I've been part of a relay team before.
I just found out about the Ragnar Relay on Saturday, a 12-member, 180-mile relay race that is held in various locations throughout the country. We're trying to get a team together for the Oct. 9-10 race within Nevada, that ends in Las Vegas.
But that won't be the first time I've run a relay race. It wasn't, actually, a race but we did run.
When I was 17, I went to Mexico for about six weeks during my junior and senior years of high school. I lived in my parents hometown, about 50 miles from Guadalajara. I happened to be there during Mexican Independence Day, which is Sept. 16. Every year, a lot of small towns near the city of Guanajuato gather in that city to pay homage to the start of the revolution.
In Guanajuato, a priest named Miguel Hidalgo touched off the revolution in a speech given to fellow revolutionary fighters way back in 1810. That's known as El Grito, or the shout, and it's revered today. So small towns will send a contingent of people to Guanajuato and each town takes one torch. Each torch is lit using fire from the same torch in Guanajuato, and all those torches make their way back to the small towns via the representative group.
And they do so by running. The year I went, there were maybe 60 people on the trip, give or take. It's about a six-hour drive from the twon to the city of Guanajuato so it's quite a bit of running. I actually only ran twice on my own, and once with the rest of the team running out of town. The first time I ran was at around midnight and it was raining. I was worried the torch would lose its flame but it didn't. The second time I ran was in the middle of the day, and I ran right past a tiny collection of houses that I suppose passed as a town. A lot of people stood on the side of the road, cheering, and one girl held out a flower. I grabbed it and held on to it and took it back to the town with me but it ended up dying. Still, the gesture was great and I was touched, even as a 17-year-old American.
I guess there was one other time I ran, as we all organized ourselves outside of town and ran in together. We were welcomed back like returning heroes from a far-off battle. It was pretty intense.

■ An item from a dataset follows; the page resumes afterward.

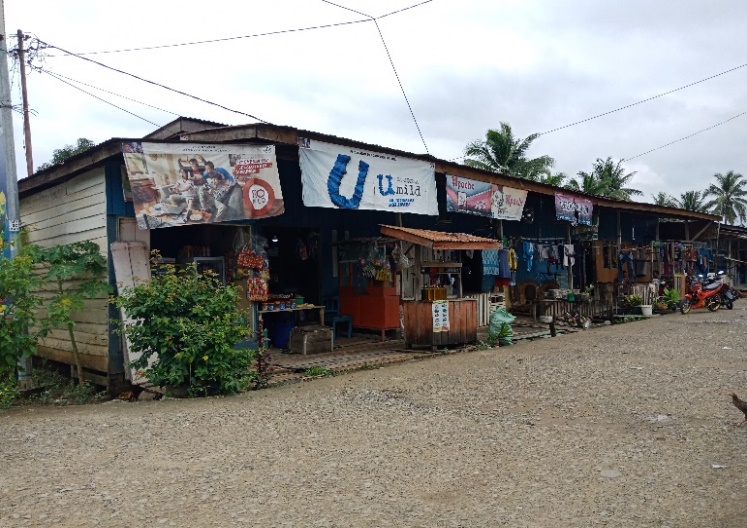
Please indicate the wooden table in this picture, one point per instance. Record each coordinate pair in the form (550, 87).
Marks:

That was quite an experience. As I said, I was 17 years old but it left its mark on me. I just got a deeper feel for my parents' lives and my own heritage and it really opened my eyes to a lot of things.
The one thing it didn't do, though, was ignite a love of running in me. That would have to wait until 2008. Oh well.
But in going through the Ragnar Relay in my mind and picturing what it would be like, I've drifted back some to 1992 and my first relay experience. Yeah, it's different but if I still recall with great clarity the details of my runs back then, I'm certain the Ragnar Relay would create more treasured memories for myself and my fellow participants.